The Survival of the Fittest

Next stop, Viacom.

It was a company that by common wisdom looked to have a limited future without much growth potential. Sumner saw what others did not. National Amusements borrowed $240 million for the purchase of Viacom, leaving his company in debt.

“I was content to be a passive investor at Viacom, owning stocks,” explains Sumner, “but when Viacom’s management at the time decided to buy the company on the cheap, I thought that it was not in my interest or the company’s interest, and I decided to go for it. I knew nothing about the business. In fact, they called me the peasant from Boston but I had a brain in my head, which is all it really takes. You don’t have to know a particular business if you have a sense of commitment and drive and some intellectual capacity.”
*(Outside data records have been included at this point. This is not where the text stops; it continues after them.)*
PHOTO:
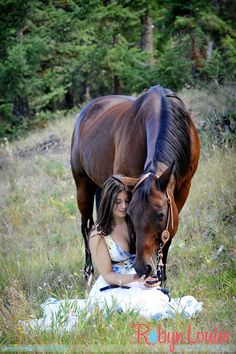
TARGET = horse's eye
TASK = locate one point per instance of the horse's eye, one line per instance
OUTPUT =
(160, 216)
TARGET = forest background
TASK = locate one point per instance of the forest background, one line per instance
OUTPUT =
(55, 55)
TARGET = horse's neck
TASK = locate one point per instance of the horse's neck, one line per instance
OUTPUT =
(152, 122)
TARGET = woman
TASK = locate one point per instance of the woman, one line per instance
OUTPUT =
(112, 245)
(118, 288)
With the purchase of Viacom, Sumner secured his position as a leader in the global media explosion to come. Now he possessed a company with television production and network assets. Most notably, Viacom owned MTV and Nickelodeon, two fledgling networks his advisors told him he would be crazy to keep. MTV was being labeled as a fad and Nickelodeon was being put down as just a kids network.

“I’ve learned to trust my instincts, which is important in every acquisition,” Sumner explains. “My judgment told me MTV wasn’t just a music channel, it’s a generational channel and a billion people today are watching that fad. Nickelodeon is the number one channel in the United States. You have to follow your own instincts and your own judgment.”

Thus began a series of hard-won battles.

Sumner soon would find himself in a bitter fight with Barry Diller for Paramount Communications Inc. Sumner won, but the fight was gruesome and Sumner recalls the media was favoring the charismatic Diller.

“I’ve said and have always believed that optimism is the only philosophy in life that is compatible with sanity,” says Sumner. “Therefore, I never conceive I could lose a battle. I might, but I will never conceive of it.”